Stay in the moment: Being in front of your computer tempts everyone to complete other technology tasks. Don’t multitask outside of what is needed for your session. Stay focused on what is being discussed and only use the chat to communicate details related to the meeting. Don’t flip over to another program to send emails or complete other projects. Use the platform’s feature to keep the active speaker full screen to concentrate on the discussion and avoid watching everyone else – and their pets and children – in their little boxes.

Focus on the technology: Using audio devices such as headphones, headset or earbuds can have multiple benefits. They allow you to be more mobile so you can stretch your legs and move your body without losing out on the discussion. These devices also ensure that you will hear everyone clearly. By using the microphone on the headset, your contributions to the discussion will be clear and understood by everyone else. You can also add a webcam to increase the area covered by the camera – and better light your space – to allow more freedom of movement and more control.

Open up the classroom: Especially for individuals who are teaching and zooming at the same time, a second device such as an iPad, tablet or smartphone is helpful. The second device can be adjoined to the session and positioned so that more of the classroom is included for students at home. Turn the microphone off on your primary device, activate the mic on your portable device, and have your remote students set their views to follow the speaker. This will allow you to move around the room (if allowed) and include more of the in-class students’ discussion.
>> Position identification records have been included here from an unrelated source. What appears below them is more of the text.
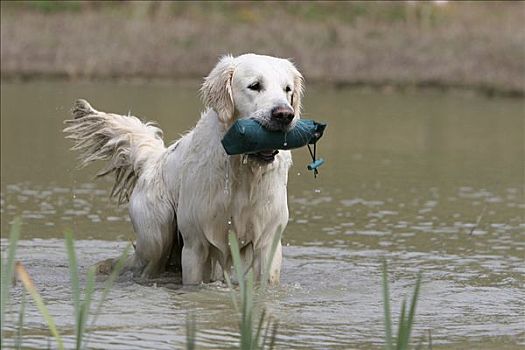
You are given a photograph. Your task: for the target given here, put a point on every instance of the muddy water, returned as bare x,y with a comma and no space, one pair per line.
406,178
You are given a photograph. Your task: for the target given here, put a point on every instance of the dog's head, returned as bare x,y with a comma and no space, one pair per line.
265,88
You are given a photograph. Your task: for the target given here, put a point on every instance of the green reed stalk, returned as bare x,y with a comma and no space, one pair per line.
7,269
406,320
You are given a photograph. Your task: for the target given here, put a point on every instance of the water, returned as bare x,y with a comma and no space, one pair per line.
406,178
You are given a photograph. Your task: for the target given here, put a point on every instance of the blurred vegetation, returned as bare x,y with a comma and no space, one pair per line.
463,44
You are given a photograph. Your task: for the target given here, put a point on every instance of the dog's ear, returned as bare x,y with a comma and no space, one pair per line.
216,91
298,89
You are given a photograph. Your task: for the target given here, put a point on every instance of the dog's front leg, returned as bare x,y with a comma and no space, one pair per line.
196,267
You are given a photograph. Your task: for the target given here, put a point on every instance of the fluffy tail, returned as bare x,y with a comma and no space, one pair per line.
129,145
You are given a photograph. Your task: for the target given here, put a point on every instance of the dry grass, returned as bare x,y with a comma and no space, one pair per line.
467,44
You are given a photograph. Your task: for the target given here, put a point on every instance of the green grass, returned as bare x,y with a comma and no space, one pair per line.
256,329
83,298
7,269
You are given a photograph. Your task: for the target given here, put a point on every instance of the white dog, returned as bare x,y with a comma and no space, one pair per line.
192,189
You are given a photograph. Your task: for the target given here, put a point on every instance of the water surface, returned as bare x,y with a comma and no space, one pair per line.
406,177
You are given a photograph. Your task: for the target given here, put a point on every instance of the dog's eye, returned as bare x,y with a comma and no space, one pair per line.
255,86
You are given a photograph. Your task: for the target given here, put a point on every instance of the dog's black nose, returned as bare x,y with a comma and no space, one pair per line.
283,114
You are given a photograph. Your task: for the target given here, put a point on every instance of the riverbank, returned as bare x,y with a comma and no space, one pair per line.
459,45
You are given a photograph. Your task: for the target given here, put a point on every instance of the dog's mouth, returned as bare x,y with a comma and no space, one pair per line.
267,156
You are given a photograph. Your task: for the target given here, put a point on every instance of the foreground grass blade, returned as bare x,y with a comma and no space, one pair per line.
31,289
386,307
7,270
75,285
412,311
108,284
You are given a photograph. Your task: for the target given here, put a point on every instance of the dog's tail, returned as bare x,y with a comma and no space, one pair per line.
129,145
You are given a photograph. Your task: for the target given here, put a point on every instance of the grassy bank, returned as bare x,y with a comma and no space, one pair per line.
468,44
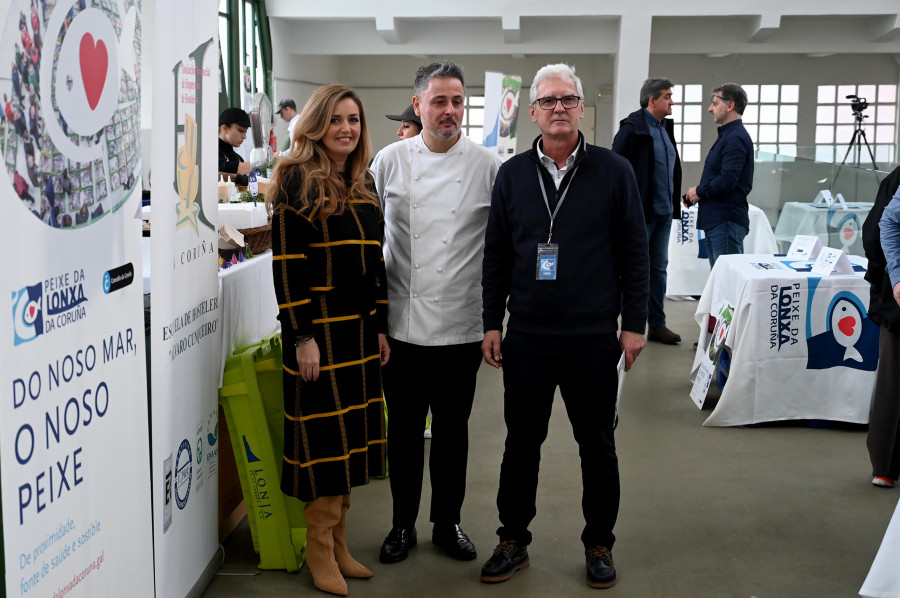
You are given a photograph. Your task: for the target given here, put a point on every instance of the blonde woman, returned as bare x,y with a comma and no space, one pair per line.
328,268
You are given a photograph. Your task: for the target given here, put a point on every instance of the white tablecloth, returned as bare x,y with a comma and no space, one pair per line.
883,580
835,227
247,303
688,262
238,215
802,346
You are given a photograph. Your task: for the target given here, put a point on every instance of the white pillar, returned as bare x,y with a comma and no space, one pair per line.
632,64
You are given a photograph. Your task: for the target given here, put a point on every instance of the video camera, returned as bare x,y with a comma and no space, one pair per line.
857,103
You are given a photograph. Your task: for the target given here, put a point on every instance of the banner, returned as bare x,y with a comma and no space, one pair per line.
185,333
74,468
501,112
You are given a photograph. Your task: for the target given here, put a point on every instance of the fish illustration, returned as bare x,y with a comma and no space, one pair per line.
846,326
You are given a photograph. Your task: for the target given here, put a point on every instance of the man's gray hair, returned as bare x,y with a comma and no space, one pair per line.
444,68
555,71
653,88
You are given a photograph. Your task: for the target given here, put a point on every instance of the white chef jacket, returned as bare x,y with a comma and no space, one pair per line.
436,208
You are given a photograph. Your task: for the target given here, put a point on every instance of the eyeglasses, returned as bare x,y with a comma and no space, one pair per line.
549,102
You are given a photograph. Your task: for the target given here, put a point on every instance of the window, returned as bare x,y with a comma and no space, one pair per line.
245,50
688,114
771,117
836,123
473,119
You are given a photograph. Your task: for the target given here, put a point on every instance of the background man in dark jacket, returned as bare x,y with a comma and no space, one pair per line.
727,177
883,440
646,138
566,243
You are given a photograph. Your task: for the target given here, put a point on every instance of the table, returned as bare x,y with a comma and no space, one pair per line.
884,576
835,226
802,347
688,262
247,304
248,308
238,215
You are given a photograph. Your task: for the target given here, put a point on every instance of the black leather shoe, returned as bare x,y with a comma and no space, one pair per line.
454,541
395,547
600,569
661,334
508,558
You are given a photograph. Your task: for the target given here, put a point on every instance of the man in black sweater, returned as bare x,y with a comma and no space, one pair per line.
566,244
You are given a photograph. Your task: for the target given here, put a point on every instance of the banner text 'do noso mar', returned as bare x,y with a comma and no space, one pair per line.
74,440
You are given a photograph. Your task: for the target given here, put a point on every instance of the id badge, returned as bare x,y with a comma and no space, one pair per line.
548,261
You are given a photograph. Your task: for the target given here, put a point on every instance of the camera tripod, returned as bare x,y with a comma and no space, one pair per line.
857,140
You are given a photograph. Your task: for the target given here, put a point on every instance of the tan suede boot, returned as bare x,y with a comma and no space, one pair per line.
322,514
349,566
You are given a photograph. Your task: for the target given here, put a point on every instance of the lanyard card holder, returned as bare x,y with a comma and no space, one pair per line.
547,261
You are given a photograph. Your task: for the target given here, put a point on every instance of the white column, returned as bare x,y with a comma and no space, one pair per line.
631,66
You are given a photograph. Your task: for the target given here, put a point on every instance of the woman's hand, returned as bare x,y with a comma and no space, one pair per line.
308,360
383,348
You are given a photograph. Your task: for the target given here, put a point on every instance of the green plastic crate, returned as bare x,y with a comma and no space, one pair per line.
252,397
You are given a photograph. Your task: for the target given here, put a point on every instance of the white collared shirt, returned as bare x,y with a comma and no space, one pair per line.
556,172
436,208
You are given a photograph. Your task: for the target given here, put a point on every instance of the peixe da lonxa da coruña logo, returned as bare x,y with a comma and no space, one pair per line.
53,303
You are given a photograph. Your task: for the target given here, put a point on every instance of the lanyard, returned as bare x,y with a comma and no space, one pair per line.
558,203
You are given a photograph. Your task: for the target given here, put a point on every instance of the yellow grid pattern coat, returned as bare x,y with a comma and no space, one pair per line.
330,282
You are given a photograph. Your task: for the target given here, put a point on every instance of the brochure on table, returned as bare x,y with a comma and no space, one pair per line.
711,354
825,197
805,247
832,261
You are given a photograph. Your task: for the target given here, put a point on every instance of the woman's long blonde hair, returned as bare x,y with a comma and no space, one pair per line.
323,191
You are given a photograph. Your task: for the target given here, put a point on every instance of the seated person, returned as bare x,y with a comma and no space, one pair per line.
233,125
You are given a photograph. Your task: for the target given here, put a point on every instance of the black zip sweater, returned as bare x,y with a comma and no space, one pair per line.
604,265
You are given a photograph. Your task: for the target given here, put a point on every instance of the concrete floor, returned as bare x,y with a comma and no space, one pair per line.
770,512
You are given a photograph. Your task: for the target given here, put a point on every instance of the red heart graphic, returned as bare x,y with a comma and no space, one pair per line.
94,62
846,325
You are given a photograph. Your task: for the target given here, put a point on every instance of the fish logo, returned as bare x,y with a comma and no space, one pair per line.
28,320
845,323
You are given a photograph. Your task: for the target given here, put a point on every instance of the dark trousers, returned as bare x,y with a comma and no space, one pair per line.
883,440
415,378
584,368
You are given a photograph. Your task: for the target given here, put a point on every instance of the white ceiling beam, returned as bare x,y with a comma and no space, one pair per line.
763,27
386,26
886,30
512,29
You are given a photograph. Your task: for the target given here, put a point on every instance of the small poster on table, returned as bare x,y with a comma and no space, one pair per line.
830,261
712,352
805,247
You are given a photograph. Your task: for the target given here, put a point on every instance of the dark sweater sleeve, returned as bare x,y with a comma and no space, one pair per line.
633,259
497,267
623,142
734,153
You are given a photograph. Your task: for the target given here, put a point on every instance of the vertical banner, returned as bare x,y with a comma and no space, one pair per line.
74,466
501,112
185,333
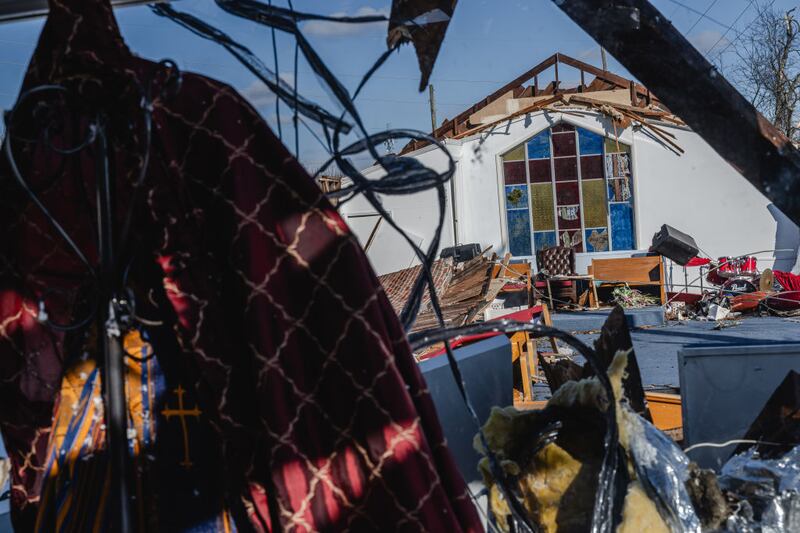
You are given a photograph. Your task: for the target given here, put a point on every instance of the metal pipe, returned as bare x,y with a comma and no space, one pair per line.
109,344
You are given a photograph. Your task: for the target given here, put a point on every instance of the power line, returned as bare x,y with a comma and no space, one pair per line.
701,17
726,33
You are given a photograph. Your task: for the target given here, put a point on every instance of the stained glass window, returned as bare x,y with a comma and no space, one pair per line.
571,187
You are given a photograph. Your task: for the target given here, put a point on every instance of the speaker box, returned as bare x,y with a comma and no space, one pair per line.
462,253
674,245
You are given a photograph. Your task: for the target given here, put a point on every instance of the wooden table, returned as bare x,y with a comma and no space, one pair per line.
593,301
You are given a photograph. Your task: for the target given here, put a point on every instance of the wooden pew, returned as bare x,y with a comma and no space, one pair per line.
647,271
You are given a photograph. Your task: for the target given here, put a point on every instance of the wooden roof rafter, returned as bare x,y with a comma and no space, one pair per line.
459,124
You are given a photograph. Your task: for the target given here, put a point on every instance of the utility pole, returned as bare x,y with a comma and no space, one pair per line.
432,101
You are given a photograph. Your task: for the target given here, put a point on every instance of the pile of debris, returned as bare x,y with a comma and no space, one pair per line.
465,290
554,457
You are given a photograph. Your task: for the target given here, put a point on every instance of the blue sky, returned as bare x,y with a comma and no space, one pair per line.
488,43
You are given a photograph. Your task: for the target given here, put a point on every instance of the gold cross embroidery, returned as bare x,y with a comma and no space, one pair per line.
182,414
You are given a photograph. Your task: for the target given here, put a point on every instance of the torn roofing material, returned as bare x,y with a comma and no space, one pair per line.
423,23
620,98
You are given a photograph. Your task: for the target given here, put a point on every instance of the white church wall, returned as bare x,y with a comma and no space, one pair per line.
697,192
417,214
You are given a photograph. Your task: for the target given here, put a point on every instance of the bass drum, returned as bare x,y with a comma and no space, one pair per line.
734,287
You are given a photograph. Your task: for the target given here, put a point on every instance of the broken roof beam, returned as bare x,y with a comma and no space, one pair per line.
604,75
650,47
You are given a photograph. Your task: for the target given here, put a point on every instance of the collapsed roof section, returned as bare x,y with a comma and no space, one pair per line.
621,98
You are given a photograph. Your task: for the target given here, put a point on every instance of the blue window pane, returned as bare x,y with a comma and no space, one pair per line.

If your class presentation includes a long video, consider having the in-class students join the session and listen on their own headphones or earbuds. They will enjoy your presentation more and get more out of it, viewing it clearly on their own screen and hearing every word.

There are so many reasons to feel fatigued these days, and being exhausted sometimes makes the challenges we all face every day seem insurmountable. Since the use of Zoom, Teams and Google Hangouts will likely be used for the foreseeable future, making small changes in how we use those platforms during our many online sessions will not reduce the mountains in front of us, but should provide more energy to make those climbs possible.